Ch. 8, 9,  & 10 Blog
The Classical Era:  The Spread of Civilization, Commerce, and Culture
The spread of civilization was propelled by interaction through trade networks such as the Sea Roads of the Indian Ocean, Silk roads linking pastoral and agricultural peoples across Eurasia, and the Sand Roads which linked interior West Africa with the peoples of the Saharan.  In the America’s there is evidence that the distant civilizations of North and South America engaged in commerce.  I was amazed to discover that items native to Mesoamerica were found in Chaco Canyon.  I have studied Chaco Canyon before but had not learned of the findings of macaw feathers and shells from Mesoamerica at Chaco Canyon.  This is a great distance these items would have had to travel by foot through much desert terrain.  It demonstrates the long distance commercial relationships of these distant civilizations.  
It is so interesting to me that one of the largest land animals of South America at the time, the llama, never made it to North America.  Although my experience and exposure to the llama is minimal, I understand domesticated llama’s could be good pack animals and provide good wool for making blankets and textiles.  I thought the diffusion of the llama would have matched that of maize corn, which originated in Mesoamerica and reached all the way to southwestern and eastern North America and much of South America.  Yet the dense tropical forest of Mesoamerica and the narrow Panama isthmus would have made it difficult to drag an Andes native animal such as the llama all the way to North America. 
Another surprise to me was in learning how different the Buddhist monasteries were along the Silk Roads juxtaposed to the traditional monasteries which shunned materialism.  Foreign merchant communities introduced Buddhism to northern China in the first century B.C.E.  The Buddhist monasteries along the Silk Road became wealthy as they were often built by Buddhist merchants.  The traditional begging bowl of the monks, were no longer utilized and became more of a symbol.  This doesn’t even sound like Buddhism to me.  Strayer also states, “Sculptures and murals in the monasteries depicted musicians and acrobats, women applying makeup, and even drinking parties” (223).  These luxuries do not align with Buddha’s teachings of three marks of existence: impermanence, suffering, and egolessness.  But this displays how religions and cultures were adapted and changed once introduced into another region.  In this instance the Buddhist monasteries were providing “culturally familiar places of rest and resupply for merchants making the long and arduous trek across Central Asia” (pg. 223).

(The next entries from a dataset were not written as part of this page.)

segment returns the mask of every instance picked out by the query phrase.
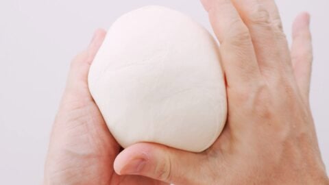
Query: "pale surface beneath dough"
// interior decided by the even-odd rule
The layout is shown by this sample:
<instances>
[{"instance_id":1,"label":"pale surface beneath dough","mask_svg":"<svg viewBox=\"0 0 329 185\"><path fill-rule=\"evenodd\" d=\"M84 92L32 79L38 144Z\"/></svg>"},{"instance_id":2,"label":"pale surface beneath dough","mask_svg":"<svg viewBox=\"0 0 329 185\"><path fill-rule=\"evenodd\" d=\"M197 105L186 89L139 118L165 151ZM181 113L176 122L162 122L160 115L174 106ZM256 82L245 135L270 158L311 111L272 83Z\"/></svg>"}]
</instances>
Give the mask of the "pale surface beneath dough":
<instances>
[{"instance_id":1,"label":"pale surface beneath dough","mask_svg":"<svg viewBox=\"0 0 329 185\"><path fill-rule=\"evenodd\" d=\"M93 61L88 83L123 147L151 142L200 152L226 120L217 43L191 18L166 8L147 6L119 18Z\"/></svg>"}]
</instances>

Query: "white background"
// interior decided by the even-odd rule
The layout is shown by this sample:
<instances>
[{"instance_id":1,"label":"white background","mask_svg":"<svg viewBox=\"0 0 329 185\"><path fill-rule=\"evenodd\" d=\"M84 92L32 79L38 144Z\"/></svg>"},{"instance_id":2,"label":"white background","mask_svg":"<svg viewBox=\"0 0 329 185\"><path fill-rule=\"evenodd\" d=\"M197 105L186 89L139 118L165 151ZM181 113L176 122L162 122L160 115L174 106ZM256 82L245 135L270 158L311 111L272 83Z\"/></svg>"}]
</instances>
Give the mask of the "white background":
<instances>
[{"instance_id":1,"label":"white background","mask_svg":"<svg viewBox=\"0 0 329 185\"><path fill-rule=\"evenodd\" d=\"M277 1L290 39L299 12L312 14L311 103L329 168L329 1ZM0 184L40 184L49 135L71 59L97 27L147 5L178 10L210 29L198 0L0 0Z\"/></svg>"}]
</instances>

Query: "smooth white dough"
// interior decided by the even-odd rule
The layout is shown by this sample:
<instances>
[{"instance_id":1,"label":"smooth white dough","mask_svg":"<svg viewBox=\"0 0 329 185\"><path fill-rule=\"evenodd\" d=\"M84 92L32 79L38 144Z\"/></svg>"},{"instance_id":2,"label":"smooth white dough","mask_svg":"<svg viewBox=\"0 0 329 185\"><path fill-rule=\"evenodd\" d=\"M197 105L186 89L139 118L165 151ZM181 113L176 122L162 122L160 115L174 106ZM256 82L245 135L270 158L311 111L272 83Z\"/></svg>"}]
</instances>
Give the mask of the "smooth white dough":
<instances>
[{"instance_id":1,"label":"smooth white dough","mask_svg":"<svg viewBox=\"0 0 329 185\"><path fill-rule=\"evenodd\" d=\"M188 16L147 6L119 18L89 71L90 92L117 142L193 152L208 148L226 121L218 45Z\"/></svg>"}]
</instances>

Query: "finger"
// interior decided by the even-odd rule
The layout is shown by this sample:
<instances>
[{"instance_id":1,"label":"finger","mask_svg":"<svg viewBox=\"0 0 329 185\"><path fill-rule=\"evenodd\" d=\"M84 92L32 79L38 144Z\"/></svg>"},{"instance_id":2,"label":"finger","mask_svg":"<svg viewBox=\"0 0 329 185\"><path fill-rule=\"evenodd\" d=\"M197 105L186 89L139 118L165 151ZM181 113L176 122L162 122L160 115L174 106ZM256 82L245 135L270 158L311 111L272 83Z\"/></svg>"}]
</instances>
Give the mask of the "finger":
<instances>
[{"instance_id":1,"label":"finger","mask_svg":"<svg viewBox=\"0 0 329 185\"><path fill-rule=\"evenodd\" d=\"M312 37L310 31L310 16L300 14L293 26L291 60L295 77L304 99L308 101L313 61Z\"/></svg>"},{"instance_id":2,"label":"finger","mask_svg":"<svg viewBox=\"0 0 329 185\"><path fill-rule=\"evenodd\" d=\"M262 74L267 79L275 79L290 74L292 79L288 44L282 29L276 27L278 21L274 20L278 18L274 2L272 0L232 0L232 2L249 30Z\"/></svg>"},{"instance_id":3,"label":"finger","mask_svg":"<svg viewBox=\"0 0 329 185\"><path fill-rule=\"evenodd\" d=\"M122 151L114 167L119 175L138 175L175 184L203 184L199 156L157 144L138 143ZM204 179L203 180L205 180Z\"/></svg>"},{"instance_id":4,"label":"finger","mask_svg":"<svg viewBox=\"0 0 329 185\"><path fill-rule=\"evenodd\" d=\"M72 60L64 98L91 99L88 88L88 73L106 34L106 32L101 29L97 30L88 48Z\"/></svg>"},{"instance_id":5,"label":"finger","mask_svg":"<svg viewBox=\"0 0 329 185\"><path fill-rule=\"evenodd\" d=\"M229 0L204 0L221 42L221 62L228 88L249 88L261 76L247 27Z\"/></svg>"}]
</instances>

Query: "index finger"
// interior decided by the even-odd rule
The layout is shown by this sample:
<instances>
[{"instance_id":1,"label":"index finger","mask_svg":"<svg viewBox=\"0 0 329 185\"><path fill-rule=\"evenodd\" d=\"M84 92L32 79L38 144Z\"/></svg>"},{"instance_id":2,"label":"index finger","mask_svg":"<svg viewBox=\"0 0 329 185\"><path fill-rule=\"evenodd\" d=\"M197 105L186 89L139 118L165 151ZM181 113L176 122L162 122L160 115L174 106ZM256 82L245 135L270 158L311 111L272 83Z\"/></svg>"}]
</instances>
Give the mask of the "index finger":
<instances>
[{"instance_id":1,"label":"index finger","mask_svg":"<svg viewBox=\"0 0 329 185\"><path fill-rule=\"evenodd\" d=\"M221 62L228 87L249 88L260 73L247 26L230 0L203 0L221 43Z\"/></svg>"}]
</instances>

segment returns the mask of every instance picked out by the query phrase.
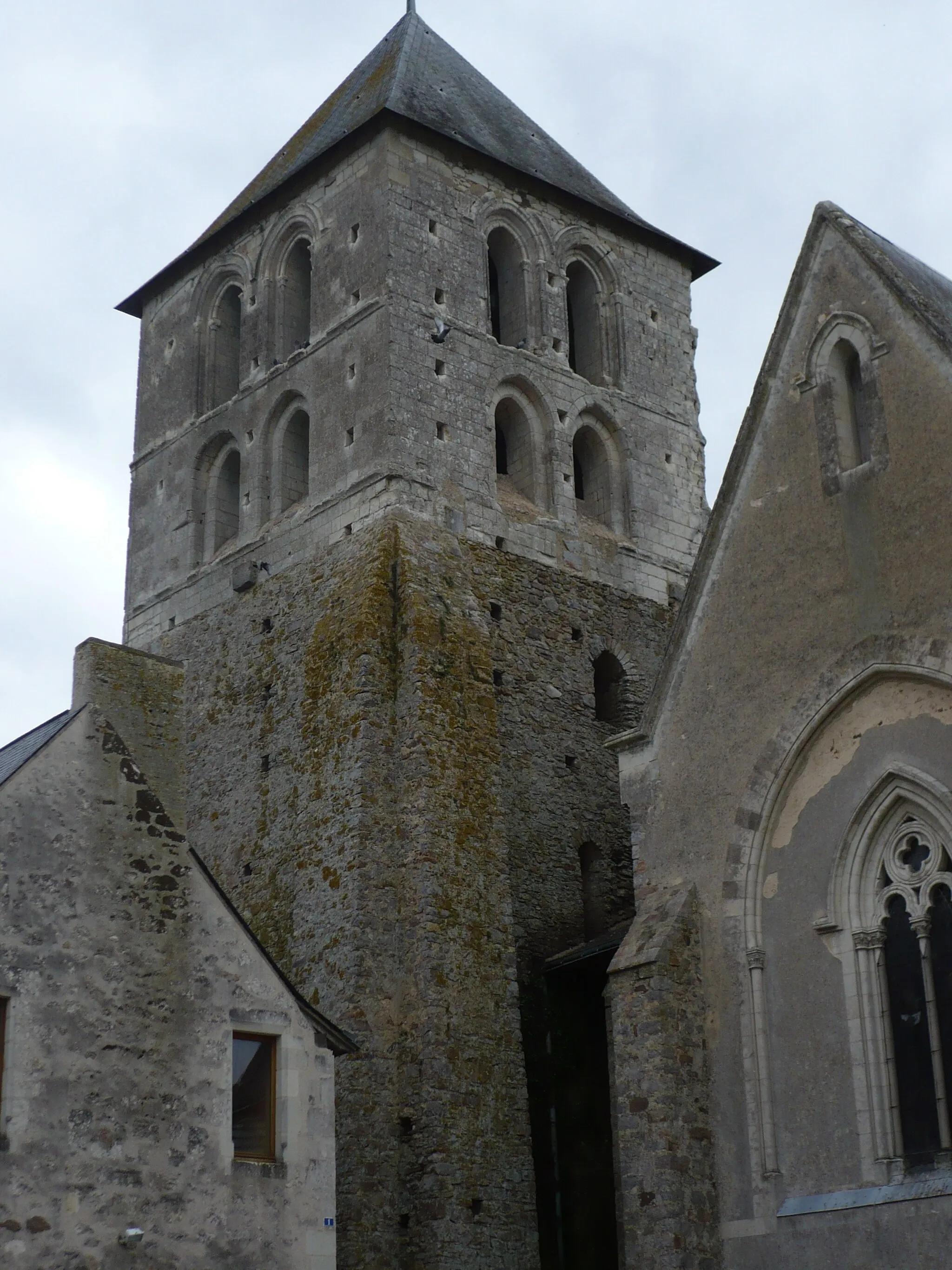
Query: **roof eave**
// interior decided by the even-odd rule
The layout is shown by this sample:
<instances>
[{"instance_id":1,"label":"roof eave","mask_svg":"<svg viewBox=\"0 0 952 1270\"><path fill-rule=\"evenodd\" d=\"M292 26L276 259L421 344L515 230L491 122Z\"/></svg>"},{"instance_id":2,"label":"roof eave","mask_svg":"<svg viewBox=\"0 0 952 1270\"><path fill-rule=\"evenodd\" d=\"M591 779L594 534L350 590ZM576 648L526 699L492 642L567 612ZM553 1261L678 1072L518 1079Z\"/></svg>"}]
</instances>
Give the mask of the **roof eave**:
<instances>
[{"instance_id":1,"label":"roof eave","mask_svg":"<svg viewBox=\"0 0 952 1270\"><path fill-rule=\"evenodd\" d=\"M278 196L289 183L306 182L308 177L312 175L321 165L326 164L330 166L336 160L341 150L354 146L355 144L363 144L369 132L382 131L382 128L385 128L391 121L399 122L404 128L407 126L420 128L430 136L439 137L443 145L458 146L462 150L468 150L470 154L480 155L485 163L496 164L499 168L517 173L524 179L533 180L539 185L545 185L547 189L556 190L561 198L567 198L584 207L590 207L593 211L598 212L599 216L608 217L613 224L623 226L627 234L633 235L640 241L647 241L649 244L658 246L666 255L673 255L675 259L682 260L691 268L692 282L697 282L698 278L702 278L706 273L716 269L720 264L720 260L715 260L713 257L707 255L704 251L699 251L688 243L682 243L680 239L671 237L670 234L665 234L664 230L659 230L646 221L630 220L621 212L613 211L609 207L603 207L599 203L594 203L590 199L584 198L581 194L576 194L569 189L562 189L560 185L553 185L542 177L537 177L533 173L523 171L522 168L514 168L510 164L503 163L503 160L468 145L466 141L447 137L444 133L428 127L425 123L420 123L418 119L400 114L399 112L390 109L390 107L381 107L381 109L362 123L359 128L354 128L353 132L341 137L340 141L335 141L333 146L329 146L320 155L316 155L300 171L293 173L293 175L288 177L274 189L268 190L268 193L263 194L259 199L249 203L249 206L242 208L234 217L234 220L227 221L208 237L199 237L192 246L188 246L180 255L176 255L174 260L170 260L169 264L164 265L159 273L154 274L147 282L143 282L141 287L116 305L117 311L127 314L129 318L141 318L146 304L152 298L152 296L162 291L165 286L171 284L195 260L215 255L218 246L230 235L232 235L239 226L246 225L249 220L259 216L261 213L261 208L267 207L272 201L277 201Z\"/></svg>"}]
</instances>

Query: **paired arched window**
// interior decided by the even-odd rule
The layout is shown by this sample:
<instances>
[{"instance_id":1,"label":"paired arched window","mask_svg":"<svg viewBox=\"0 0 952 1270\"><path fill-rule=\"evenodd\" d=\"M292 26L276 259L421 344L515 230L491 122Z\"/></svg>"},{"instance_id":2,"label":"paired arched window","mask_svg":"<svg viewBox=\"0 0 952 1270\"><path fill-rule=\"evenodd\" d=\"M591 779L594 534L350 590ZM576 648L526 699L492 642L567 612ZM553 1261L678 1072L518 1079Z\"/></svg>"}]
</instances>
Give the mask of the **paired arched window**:
<instances>
[{"instance_id":1,"label":"paired arched window","mask_svg":"<svg viewBox=\"0 0 952 1270\"><path fill-rule=\"evenodd\" d=\"M508 478L512 486L534 502L536 456L532 424L514 398L503 398L496 405L496 478Z\"/></svg>"},{"instance_id":2,"label":"paired arched window","mask_svg":"<svg viewBox=\"0 0 952 1270\"><path fill-rule=\"evenodd\" d=\"M212 550L237 537L241 512L241 455L230 450L215 474L212 489Z\"/></svg>"},{"instance_id":3,"label":"paired arched window","mask_svg":"<svg viewBox=\"0 0 952 1270\"><path fill-rule=\"evenodd\" d=\"M523 250L515 235L498 226L487 239L489 316L500 344L526 347L526 281Z\"/></svg>"},{"instance_id":4,"label":"paired arched window","mask_svg":"<svg viewBox=\"0 0 952 1270\"><path fill-rule=\"evenodd\" d=\"M583 260L572 260L566 273L569 366L589 382L602 384L604 364L598 279Z\"/></svg>"},{"instance_id":5,"label":"paired arched window","mask_svg":"<svg viewBox=\"0 0 952 1270\"><path fill-rule=\"evenodd\" d=\"M230 401L241 382L241 287L226 287L209 324L209 409Z\"/></svg>"},{"instance_id":6,"label":"paired arched window","mask_svg":"<svg viewBox=\"0 0 952 1270\"><path fill-rule=\"evenodd\" d=\"M284 358L311 343L311 244L298 239L288 251L282 278Z\"/></svg>"},{"instance_id":7,"label":"paired arched window","mask_svg":"<svg viewBox=\"0 0 952 1270\"><path fill-rule=\"evenodd\" d=\"M935 829L914 813L894 832L878 876L881 979L889 998L892 1092L902 1156L952 1148L952 867Z\"/></svg>"},{"instance_id":8,"label":"paired arched window","mask_svg":"<svg viewBox=\"0 0 952 1270\"><path fill-rule=\"evenodd\" d=\"M575 502L583 516L613 527L612 465L603 438L583 424L572 438Z\"/></svg>"},{"instance_id":9,"label":"paired arched window","mask_svg":"<svg viewBox=\"0 0 952 1270\"><path fill-rule=\"evenodd\" d=\"M836 428L840 471L849 471L872 457L869 419L863 400L863 375L859 353L848 339L833 345L826 363Z\"/></svg>"},{"instance_id":10,"label":"paired arched window","mask_svg":"<svg viewBox=\"0 0 952 1270\"><path fill-rule=\"evenodd\" d=\"M281 437L281 509L307 498L311 469L311 420L305 410L296 410Z\"/></svg>"}]
</instances>

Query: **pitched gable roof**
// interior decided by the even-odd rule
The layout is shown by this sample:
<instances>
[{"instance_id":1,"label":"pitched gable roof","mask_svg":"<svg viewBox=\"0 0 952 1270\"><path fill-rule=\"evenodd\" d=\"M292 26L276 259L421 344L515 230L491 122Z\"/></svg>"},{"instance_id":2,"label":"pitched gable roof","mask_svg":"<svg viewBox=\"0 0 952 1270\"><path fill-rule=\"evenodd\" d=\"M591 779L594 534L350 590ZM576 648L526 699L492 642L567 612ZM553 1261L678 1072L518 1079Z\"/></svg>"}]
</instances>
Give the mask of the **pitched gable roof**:
<instances>
[{"instance_id":1,"label":"pitched gable roof","mask_svg":"<svg viewBox=\"0 0 952 1270\"><path fill-rule=\"evenodd\" d=\"M232 904L231 899L228 898L228 893L220 884L218 879L215 876L215 874L204 862L204 860L202 860L195 848L189 847L188 853L192 856L195 865L198 865L199 872L208 883L208 885L212 888L218 899L222 902L222 904L227 908L228 913L231 913L231 916L235 918L235 921L245 932L245 935L249 937L249 940L251 940L255 949L261 954L264 960L281 979L284 988L287 988L288 993L294 998L294 1003L297 1005L301 1013L307 1020L310 1020L315 1031L319 1031L322 1035L326 1048L338 1057L340 1057L341 1054L355 1054L360 1048L357 1044L357 1041L352 1036L348 1036L348 1034L341 1027L338 1027L336 1024L333 1024L326 1015L322 1015L320 1010L316 1008L316 1006L311 1005L307 997L305 997L301 992L298 992L298 989L294 987L291 979L288 979L288 977L281 969L281 966L270 955L264 944L261 944L261 941L258 939L258 936L248 925L248 922L237 911L237 908Z\"/></svg>"},{"instance_id":2,"label":"pitched gable roof","mask_svg":"<svg viewBox=\"0 0 952 1270\"><path fill-rule=\"evenodd\" d=\"M816 251L826 230L833 229L872 267L899 304L919 321L952 357L952 281L897 248L889 239L875 234L835 203L823 202L814 208L810 229L797 257L793 274L783 297L777 325L757 377L750 404L734 443L711 519L701 540L694 568L688 580L678 621L671 631L661 667L640 728L621 733L607 742L609 749L628 749L650 742L669 696L677 690L680 669L687 657L687 643L701 601L711 582L713 564L730 519L737 486L746 470L763 410L770 392L777 367L796 320L803 290L814 268Z\"/></svg>"},{"instance_id":3,"label":"pitched gable roof","mask_svg":"<svg viewBox=\"0 0 952 1270\"><path fill-rule=\"evenodd\" d=\"M621 217L689 263L696 278L716 260L637 216L572 159L418 14L407 13L183 255L118 306L141 316L155 284L308 164L388 112L423 124L517 171Z\"/></svg>"},{"instance_id":4,"label":"pitched gable roof","mask_svg":"<svg viewBox=\"0 0 952 1270\"><path fill-rule=\"evenodd\" d=\"M52 719L41 723L38 728L24 733L8 745L4 745L0 749L0 785L8 781L14 772L18 772L24 763L29 762L34 754L38 754L43 745L52 740L58 732L62 732L66 724L77 714L79 710L63 710L61 715L53 715Z\"/></svg>"}]
</instances>

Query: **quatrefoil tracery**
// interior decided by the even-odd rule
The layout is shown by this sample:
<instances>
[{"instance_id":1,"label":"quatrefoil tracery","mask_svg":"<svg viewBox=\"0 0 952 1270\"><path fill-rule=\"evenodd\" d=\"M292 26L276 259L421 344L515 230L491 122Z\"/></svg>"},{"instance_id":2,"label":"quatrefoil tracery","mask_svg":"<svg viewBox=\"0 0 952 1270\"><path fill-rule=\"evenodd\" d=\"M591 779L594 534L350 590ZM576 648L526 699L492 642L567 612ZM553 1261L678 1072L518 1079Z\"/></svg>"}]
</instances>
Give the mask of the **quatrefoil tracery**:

It is also interesting how China adapted Buddhism into their civilization.  Buddhist monastic life conflicted with the Confucian tradition of family values.  The Confucian and very Chinese social homogenous order contradicted Buddhist “concern for individual salvation”  (pg. 263).  So what was China’s solution to this very individualistic and popular religion entering their civilization?  China filtered and translated the religion to adapt to their traditions and culture.  By changing the Indian concept of morality and translating it to “filial submission and obedience” (pg. 263), the Chinese could recognize these notions and abide by them.  And in the historical tradition of gender inequality (please excuse the sarcasm), China adapted the Buddhist ideal of a husband supporting his wife translating it to “husband controls wife” (pg. 264).  The diffusion, borrowing, and filtering of culture by way of commerce throughout the Classical Era is fascinating.